Double drug combo

A new study conducted by researchers at Johns Hopkins Kimmel Cancer Center suggests that two different drugs may work better in a "one-two punch," targeting a cancer development process in two types of cells.

Cancer cells inappropriately remove small molecules called acetyl groups from histones, forcing the DNA to remain tightly coiled and restricting gene activation.

This error may be reversed by using drugs called histone deacetylase (HDAC) inhibitors to block the enzymes that remove the acetyl groups allowing the DNA to unwrap itself and make necessary gene products.
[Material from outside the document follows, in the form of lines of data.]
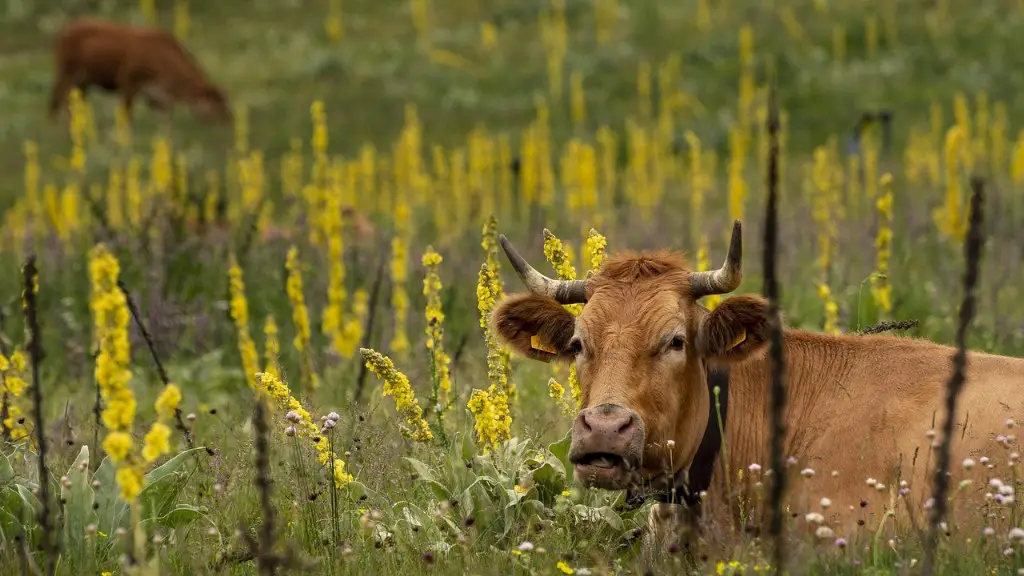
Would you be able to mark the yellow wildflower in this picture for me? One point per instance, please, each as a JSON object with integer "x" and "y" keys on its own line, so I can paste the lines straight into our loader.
{"x": 17, "y": 359}
{"x": 881, "y": 289}
{"x": 168, "y": 402}
{"x": 117, "y": 445}
{"x": 280, "y": 393}
{"x": 597, "y": 248}
{"x": 157, "y": 442}
{"x": 271, "y": 348}
{"x": 240, "y": 312}
{"x": 300, "y": 319}
{"x": 396, "y": 385}
{"x": 130, "y": 481}
{"x": 435, "y": 326}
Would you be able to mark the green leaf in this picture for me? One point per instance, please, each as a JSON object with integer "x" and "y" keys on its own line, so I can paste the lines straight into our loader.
{"x": 164, "y": 484}
{"x": 426, "y": 476}
{"x": 110, "y": 507}
{"x": 6, "y": 469}
{"x": 560, "y": 450}
{"x": 182, "y": 515}
{"x": 78, "y": 498}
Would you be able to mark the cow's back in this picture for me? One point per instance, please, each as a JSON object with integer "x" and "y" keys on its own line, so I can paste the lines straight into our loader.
{"x": 93, "y": 50}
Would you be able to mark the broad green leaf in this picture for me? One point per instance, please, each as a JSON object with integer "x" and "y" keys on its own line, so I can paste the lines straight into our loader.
{"x": 561, "y": 451}
{"x": 164, "y": 484}
{"x": 78, "y": 498}
{"x": 6, "y": 469}
{"x": 110, "y": 507}
{"x": 182, "y": 515}
{"x": 426, "y": 476}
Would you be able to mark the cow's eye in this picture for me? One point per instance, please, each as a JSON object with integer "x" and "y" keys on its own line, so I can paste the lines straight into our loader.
{"x": 576, "y": 346}
{"x": 677, "y": 342}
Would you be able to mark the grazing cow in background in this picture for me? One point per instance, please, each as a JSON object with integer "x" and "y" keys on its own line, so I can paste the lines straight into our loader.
{"x": 649, "y": 359}
{"x": 133, "y": 62}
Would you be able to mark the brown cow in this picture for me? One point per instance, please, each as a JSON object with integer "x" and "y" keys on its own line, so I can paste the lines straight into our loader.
{"x": 132, "y": 60}
{"x": 649, "y": 356}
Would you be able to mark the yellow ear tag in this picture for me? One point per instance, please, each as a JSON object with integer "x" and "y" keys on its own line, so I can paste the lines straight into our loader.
{"x": 739, "y": 339}
{"x": 536, "y": 343}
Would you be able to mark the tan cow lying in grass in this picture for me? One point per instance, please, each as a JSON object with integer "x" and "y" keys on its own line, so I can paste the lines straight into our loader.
{"x": 858, "y": 414}
{"x": 133, "y": 62}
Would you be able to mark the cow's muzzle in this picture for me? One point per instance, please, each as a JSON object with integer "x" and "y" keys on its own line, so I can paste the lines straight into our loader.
{"x": 607, "y": 446}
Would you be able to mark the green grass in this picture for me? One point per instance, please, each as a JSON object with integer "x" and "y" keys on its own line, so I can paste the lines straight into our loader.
{"x": 274, "y": 58}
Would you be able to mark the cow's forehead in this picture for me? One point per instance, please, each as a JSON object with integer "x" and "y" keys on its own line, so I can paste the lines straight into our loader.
{"x": 642, "y": 309}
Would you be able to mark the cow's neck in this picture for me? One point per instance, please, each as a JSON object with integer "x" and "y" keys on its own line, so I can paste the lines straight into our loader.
{"x": 816, "y": 367}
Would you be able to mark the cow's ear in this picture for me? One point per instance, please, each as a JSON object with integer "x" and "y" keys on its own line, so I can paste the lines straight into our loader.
{"x": 734, "y": 330}
{"x": 535, "y": 326}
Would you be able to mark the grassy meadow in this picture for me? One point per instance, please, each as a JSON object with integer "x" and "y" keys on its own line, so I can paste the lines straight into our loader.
{"x": 334, "y": 251}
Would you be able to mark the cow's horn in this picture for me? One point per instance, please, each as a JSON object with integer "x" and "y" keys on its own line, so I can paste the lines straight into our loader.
{"x": 563, "y": 291}
{"x": 725, "y": 279}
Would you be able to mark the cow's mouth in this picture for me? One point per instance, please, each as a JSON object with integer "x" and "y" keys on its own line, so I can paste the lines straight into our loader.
{"x": 602, "y": 469}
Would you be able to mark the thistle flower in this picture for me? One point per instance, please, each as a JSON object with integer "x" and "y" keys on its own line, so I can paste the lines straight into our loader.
{"x": 396, "y": 385}
{"x": 303, "y": 424}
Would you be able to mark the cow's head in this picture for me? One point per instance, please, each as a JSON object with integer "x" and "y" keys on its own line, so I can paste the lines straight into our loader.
{"x": 212, "y": 105}
{"x": 640, "y": 344}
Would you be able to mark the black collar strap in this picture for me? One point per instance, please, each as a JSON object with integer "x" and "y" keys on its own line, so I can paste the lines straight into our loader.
{"x": 702, "y": 467}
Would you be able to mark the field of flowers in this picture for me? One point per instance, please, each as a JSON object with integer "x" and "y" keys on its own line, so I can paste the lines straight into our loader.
{"x": 264, "y": 347}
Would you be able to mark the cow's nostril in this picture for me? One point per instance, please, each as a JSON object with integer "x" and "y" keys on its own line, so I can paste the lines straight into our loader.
{"x": 627, "y": 424}
{"x": 586, "y": 424}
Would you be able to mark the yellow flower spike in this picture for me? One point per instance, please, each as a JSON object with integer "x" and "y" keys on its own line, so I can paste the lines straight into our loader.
{"x": 300, "y": 319}
{"x": 399, "y": 298}
{"x": 881, "y": 288}
{"x": 271, "y": 350}
{"x": 157, "y": 442}
{"x": 168, "y": 402}
{"x": 130, "y": 481}
{"x": 117, "y": 445}
{"x": 435, "y": 328}
{"x": 240, "y": 312}
{"x": 597, "y": 249}
{"x": 396, "y": 385}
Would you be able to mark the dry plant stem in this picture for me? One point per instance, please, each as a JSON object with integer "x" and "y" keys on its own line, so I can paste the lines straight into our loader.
{"x": 179, "y": 423}
{"x": 368, "y": 333}
{"x": 889, "y": 325}
{"x": 777, "y": 389}
{"x": 264, "y": 549}
{"x": 4, "y": 400}
{"x": 972, "y": 253}
{"x": 30, "y": 278}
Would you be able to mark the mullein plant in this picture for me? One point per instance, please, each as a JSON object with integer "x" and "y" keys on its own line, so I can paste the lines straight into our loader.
{"x": 300, "y": 319}
{"x": 240, "y": 313}
{"x": 561, "y": 260}
{"x": 397, "y": 386}
{"x": 881, "y": 288}
{"x": 492, "y": 418}
{"x": 439, "y": 360}
{"x": 12, "y": 386}
{"x": 301, "y": 424}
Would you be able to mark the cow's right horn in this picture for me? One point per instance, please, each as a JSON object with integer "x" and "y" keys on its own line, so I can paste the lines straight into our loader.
{"x": 563, "y": 291}
{"x": 725, "y": 279}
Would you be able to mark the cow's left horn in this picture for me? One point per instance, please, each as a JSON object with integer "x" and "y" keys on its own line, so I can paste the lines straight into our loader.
{"x": 725, "y": 279}
{"x": 563, "y": 291}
To test the combination, the scientists led by Roberto Pili chose an anti-angiogenesis drug that blocks the effect of a protein called VEGF, for vascular endothelial growth factor, which is responsible for triggering a cascade of cell signals that promote blood vessel formation.

"Such VEGF inhibitors are known to have most effect on endothelial cells, the bricks and mortar of blood vessels. However, HDAC inhibitors target both endothelial and epithelial cells, which line organs, and are the origin of many cancers," Pili said.

The VEGF inhibitor combined with an HDAC inhibitor and reduced the number of endothelial cells in culture dishes by 51 percent. In mouse models, the combination controlled 60 percent of new blood vessel formation compared to 50 per cent using the agents alone.

Tumor growth in mice with prostate cancer was reduced by 35 and 75 percent for the VEGF and HDAC inhibitors, respectively while the combination of drugs reduced tumor development by 85 per cent.

Mice with breast cancer showed similar inhibition of tumors with 54 and 60 per cent growth reduction for the VEGF and HDAC inhibitors alone. In combination, the drugs slowed tumor growth by 80 per cent.